Macroeconomists seemingly have adopted monastic practices of self-flagellation to explain why the tribe completely misjudged the housing bubble . Their collective crystal balls didn’t predict an ensuing financial crisis either. A blog entry by Finance Professor Raghu Rajan at University of Chicago has further stimulated the conversation today. He’s written a book called Fault Lines and made remarks from the book at its official blog site. I found it at Memeorandum along with a few choice links.
I’ve written about fresh water and salt water economics before. Some of today’s discussion clearly involves philosophical fault lines. Rajan is from the panultimate fresh water university and all finance academics eventually drown in the Efficient Markets Hypothesis (EMH) literature. I’ve been pretty outspoken about how much damage I think the EMH has done to economics and especially my field, financial economics. However, it’s hard to get published in finance journals taking a contrarian view. This is one explanation he examines, then dismisses which is why I’ve taken a good look at his argument.
I have not read his book, but judging from the video and this blog entry, Rajan spends some time on the role of EMH and EMH true believers in the crisis. I can provide you with my own anecdotes on this. I can also tell you I tried to avoid some seminars because I don’t want to read any more Eugene Fama who is Rajan’s colleague. I frankly think EMH blinders or misunderstanding were a good deal–but not all–of the problem.
I was researching the subprime markets directly after Katrina and was told by my finance professors that I was following an unpublishable and boring line of research. (They used the term ‘unsexy’.) I saw hints of problems in subprime markets as early as late 2005 in the work I did with the sensitivity of stock prices of finance companies heavily invested in subprime loans to some key macroeconomic variables. I was told that line of research was unlikely to help my marketability and ability to get tenure upon graduation. They yawned when I presented the paper. I turned it in for my third econometrics seminar and switched to something else.
Finance journals editors do love them some EMH so anything on market anomalies is likely to get a jaundiced set of editor eyes. But, Rajan brings up some important points and the resulting discussion is worth viewing here. Here’s Rajan talking directly to the EMH and why he thinks it may not be a big deal.
Perhaps the reason was ideology: we were too wedded to the idea that markets are efficient, market participants are rational, and high prices are justified by economic fundamentals. But some of this criticism of “market fundamentalism” reflects a misunderstanding.
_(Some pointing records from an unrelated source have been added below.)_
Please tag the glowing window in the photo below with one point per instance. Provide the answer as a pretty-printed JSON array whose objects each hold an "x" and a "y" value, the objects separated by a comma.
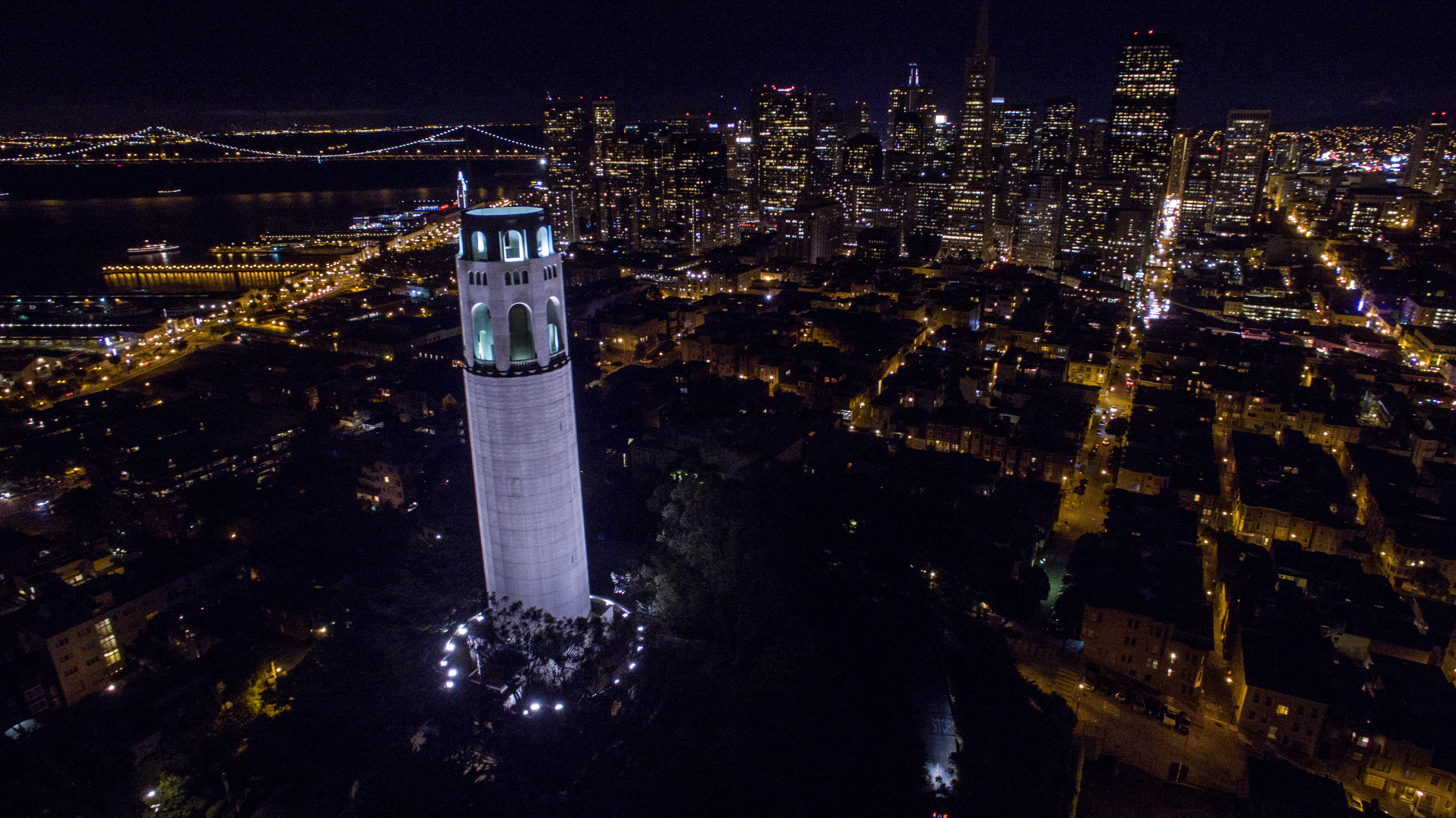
[
  {"x": 513, "y": 247},
  {"x": 554, "y": 332},
  {"x": 484, "y": 335},
  {"x": 523, "y": 344}
]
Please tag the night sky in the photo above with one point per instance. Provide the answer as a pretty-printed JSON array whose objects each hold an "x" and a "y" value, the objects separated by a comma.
[{"x": 107, "y": 65}]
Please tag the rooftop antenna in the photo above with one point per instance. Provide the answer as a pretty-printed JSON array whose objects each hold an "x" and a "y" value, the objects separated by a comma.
[{"x": 983, "y": 31}]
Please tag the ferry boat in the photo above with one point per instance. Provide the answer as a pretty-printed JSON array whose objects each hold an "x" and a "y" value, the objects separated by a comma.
[{"x": 156, "y": 248}]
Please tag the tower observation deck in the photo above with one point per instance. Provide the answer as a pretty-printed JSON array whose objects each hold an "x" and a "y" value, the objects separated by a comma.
[{"x": 523, "y": 422}]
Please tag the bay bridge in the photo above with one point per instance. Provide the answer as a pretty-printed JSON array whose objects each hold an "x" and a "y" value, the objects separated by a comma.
[{"x": 161, "y": 144}]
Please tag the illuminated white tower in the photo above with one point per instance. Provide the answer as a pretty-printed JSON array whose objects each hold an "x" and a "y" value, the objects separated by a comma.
[{"x": 523, "y": 424}]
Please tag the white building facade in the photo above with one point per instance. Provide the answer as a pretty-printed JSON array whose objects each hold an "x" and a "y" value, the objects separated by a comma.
[{"x": 523, "y": 422}]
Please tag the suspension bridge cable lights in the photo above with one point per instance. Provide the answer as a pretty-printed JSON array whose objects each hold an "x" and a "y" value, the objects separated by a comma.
[{"x": 273, "y": 153}]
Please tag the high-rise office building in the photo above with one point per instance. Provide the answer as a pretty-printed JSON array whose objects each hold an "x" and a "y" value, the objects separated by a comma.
[
  {"x": 632, "y": 190},
  {"x": 1428, "y": 168},
  {"x": 1088, "y": 215},
  {"x": 1127, "y": 245},
  {"x": 1039, "y": 226},
  {"x": 1058, "y": 137},
  {"x": 910, "y": 127},
  {"x": 784, "y": 147},
  {"x": 1090, "y": 153},
  {"x": 1178, "y": 165},
  {"x": 1289, "y": 150},
  {"x": 603, "y": 126},
  {"x": 1197, "y": 190},
  {"x": 701, "y": 204},
  {"x": 568, "y": 165},
  {"x": 1143, "y": 110},
  {"x": 861, "y": 185},
  {"x": 1015, "y": 136},
  {"x": 812, "y": 231},
  {"x": 520, "y": 411},
  {"x": 972, "y": 206},
  {"x": 1241, "y": 172}
]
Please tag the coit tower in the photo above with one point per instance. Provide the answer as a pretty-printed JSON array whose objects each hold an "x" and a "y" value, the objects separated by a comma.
[{"x": 523, "y": 424}]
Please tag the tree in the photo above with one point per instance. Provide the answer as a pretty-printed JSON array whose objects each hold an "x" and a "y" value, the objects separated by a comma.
[{"x": 175, "y": 797}]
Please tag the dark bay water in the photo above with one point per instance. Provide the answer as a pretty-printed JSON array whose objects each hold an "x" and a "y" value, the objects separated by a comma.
[{"x": 59, "y": 245}]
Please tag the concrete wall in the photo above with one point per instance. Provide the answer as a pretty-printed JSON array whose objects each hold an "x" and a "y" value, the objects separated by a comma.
[{"x": 528, "y": 487}]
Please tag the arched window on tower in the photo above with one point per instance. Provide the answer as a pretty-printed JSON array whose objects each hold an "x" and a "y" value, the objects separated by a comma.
[
  {"x": 523, "y": 344},
  {"x": 484, "y": 334},
  {"x": 554, "y": 329},
  {"x": 513, "y": 247}
]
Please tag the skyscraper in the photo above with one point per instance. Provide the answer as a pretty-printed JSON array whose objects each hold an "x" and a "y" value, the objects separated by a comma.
[
  {"x": 1090, "y": 155},
  {"x": 700, "y": 201},
  {"x": 603, "y": 127},
  {"x": 910, "y": 127},
  {"x": 1143, "y": 108},
  {"x": 1058, "y": 139},
  {"x": 568, "y": 165},
  {"x": 1428, "y": 168},
  {"x": 1178, "y": 165},
  {"x": 1039, "y": 226},
  {"x": 1088, "y": 215},
  {"x": 784, "y": 147},
  {"x": 1241, "y": 172},
  {"x": 969, "y": 212},
  {"x": 522, "y": 418},
  {"x": 1197, "y": 188}
]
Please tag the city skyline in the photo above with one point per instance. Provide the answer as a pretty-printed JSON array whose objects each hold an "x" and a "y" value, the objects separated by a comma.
[{"x": 213, "y": 67}]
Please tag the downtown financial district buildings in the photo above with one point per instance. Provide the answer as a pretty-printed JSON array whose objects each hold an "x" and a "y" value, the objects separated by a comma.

The dominant “efficient markets theory” says only that markets reflect what is publicly known, and that it is hard to make money off markets consistently – something verified by the hit that most investor portfolios took in the crisis. The theory does not say that markets cannot plummet if the news is bad, or if investors become risk-averse.
Critics argue that the fundamentals were deteriorating in plain sight, and that the market (and economists) simply ignored it. But hindsight distorts analysis. We cannot point to a lonely Cassandra like Robert Shiller of Yale University, who regularly argued that house prices were unsustainable, as proof that the truth was ignored. There are always naysayers, and they are often wrong. There were many more economists who believed that house prices, though high, were unlikely to fall across the board.
Rajan points out that this probably isn’t the sole or primary explanation even though it is one that gets a lot of ink these days. I too think some of the problem is a misunderstanding of the various forms of EMH . So, the major philosophical debate happening in finance circles isn’t central to Rajan’s explanation. There is no conspiracy of EMH apologists to force misunderstanding of market rationality, so alright, I’ll give him that one.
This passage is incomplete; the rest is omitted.